It seems slightly obvious to say some­thing about how impor­tant the concept of commu­nity” is at a school. School, ideally, is a series of various inter­act­ing commu­ni­ties: parent, teacher, class, campus. Nothing ground­break­ing here. But, see, we’re not talking just school, we’re talking Waverly. And as you might have expe­ri­enced in your time here, we’re a little…different. I can’t even say why, exactly. It’s just there, that feeling.

OK, back­track. I’m a yoga teacher, a medi­ta­tion teacher, a tiny entre­pre­neur whose work is nothing if not based on gath­er­ing, indi­vid­u­als coming together to create a collec­tive. The Sanskrit word sangha is reso­nant for me, if that doesn’t make me sound too hippie 3.0. Thich Nhat Hanh, Viet­namese monk and activist, defines sangha as a beloved community.”

Beloved. That’s the kicker. We can have commu­ni­ties all we want, but beloved? Boom.

Part of my job, which in the classic Waverly Way defies any sort of defi­n­i­tion, is coming to the elemen­tary school at what feels like the crack of dawn to hang out with the early students. I tend to perch atop the dome on the play­ground for vantage point reasons, and I get to see all kinds of morning feels: chil­dren burst­ing through the gate with uncon­tained energy, or droopy and sleepy-bodied, or already deep into a book, or grip­ping an adult hand, a little vulner­a­ble. Always I see eyes, widen­ing, search­ing, reach­ing out for someone or something familiar.

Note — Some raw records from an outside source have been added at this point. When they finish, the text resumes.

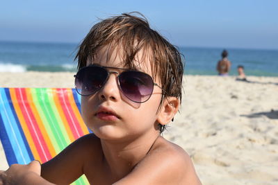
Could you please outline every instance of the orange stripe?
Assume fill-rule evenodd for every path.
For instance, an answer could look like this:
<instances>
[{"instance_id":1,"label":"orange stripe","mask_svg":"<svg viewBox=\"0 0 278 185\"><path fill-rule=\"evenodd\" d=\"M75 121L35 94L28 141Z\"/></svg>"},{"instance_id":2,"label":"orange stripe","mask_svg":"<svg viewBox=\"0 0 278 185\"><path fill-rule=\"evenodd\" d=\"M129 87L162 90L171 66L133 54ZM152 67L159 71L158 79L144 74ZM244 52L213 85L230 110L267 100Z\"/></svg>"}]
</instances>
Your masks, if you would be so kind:
<instances>
[{"instance_id":1,"label":"orange stripe","mask_svg":"<svg viewBox=\"0 0 278 185\"><path fill-rule=\"evenodd\" d=\"M15 111L17 113L17 115L18 116L18 120L20 123L20 125L22 125L23 132L24 132L24 135L25 135L27 142L30 146L30 149L32 151L34 159L41 161L42 159L40 158L40 157L38 152L38 150L35 148L35 145L33 141L31 134L29 132L29 130L27 127L27 124L25 121L24 117L23 116L22 112L19 105L17 96L15 95L15 88L10 88L10 98L11 98L13 105L15 107Z\"/></svg>"},{"instance_id":2,"label":"orange stripe","mask_svg":"<svg viewBox=\"0 0 278 185\"><path fill-rule=\"evenodd\" d=\"M69 136L70 141L73 142L75 140L74 136L72 134L72 130L70 129L69 124L67 124L67 120L65 118L65 113L62 109L61 105L60 104L60 101L59 101L59 99L58 97L58 90L57 90L57 89L52 89L51 91L53 93L53 99L54 100L54 103L57 107L58 114L60 115L60 116L62 119L62 122L65 126L65 130L67 133L67 136Z\"/></svg>"},{"instance_id":3,"label":"orange stripe","mask_svg":"<svg viewBox=\"0 0 278 185\"><path fill-rule=\"evenodd\" d=\"M44 139L45 143L47 143L47 148L49 150L51 156L52 157L56 155L56 152L55 152L54 147L52 145L52 143L50 140L49 136L47 134L47 132L44 126L42 119L40 118L40 114L38 113L35 104L33 103L34 100L33 99L32 93L30 88L26 88L26 96L28 99L28 102L29 103L29 105L33 115L35 116L35 121L37 121L38 125L40 127L40 130L42 132L43 138Z\"/></svg>"},{"instance_id":4,"label":"orange stripe","mask_svg":"<svg viewBox=\"0 0 278 185\"><path fill-rule=\"evenodd\" d=\"M88 127L85 125L85 123L83 121L83 118L81 117L81 114L79 112L79 110L76 106L76 104L75 103L75 100L74 100L74 96L72 94L72 90L71 89L67 89L67 95L70 100L69 101L70 101L70 106L72 107L72 108L74 112L74 115L79 121L80 127L81 127L81 130L83 131L83 134L85 135L85 134L89 134Z\"/></svg>"}]
</instances>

Waverly is a small shop. Famil­iar is readily avail­able to anyone at any time. Heidi, famously, knows the name of each and every student (or…seems to. In my sixteen years here I have never once witnessed anything differ­ent). I can be in the bath­room stall and hear HI MEG!” because every­one knows my shoes. The same kids climb up the dome to sit with me in the morning and we have our own special language. Eyes meet. Greet­ings exchanged. Hands held. Jokes told. Games played. Buckets filled.

The thing about the morning is the new thing. The start of some­thing. Fresh take. Infi­nite oppor­tu­nity. Inhale exhale. Wide open heart. Chil­dren looking at, seeking out others in their friend group, class, commu­nity, for those few moments of unde­fined, beloved togeth­er­ness. We know each other. We talk and we listen. We might stay quiet. We keep each other safe. From my perch, my own morning start gaze, that tiny time before the bell rings, that vital time, the rise of the day’s sangha, is the thing. The Waverly thing.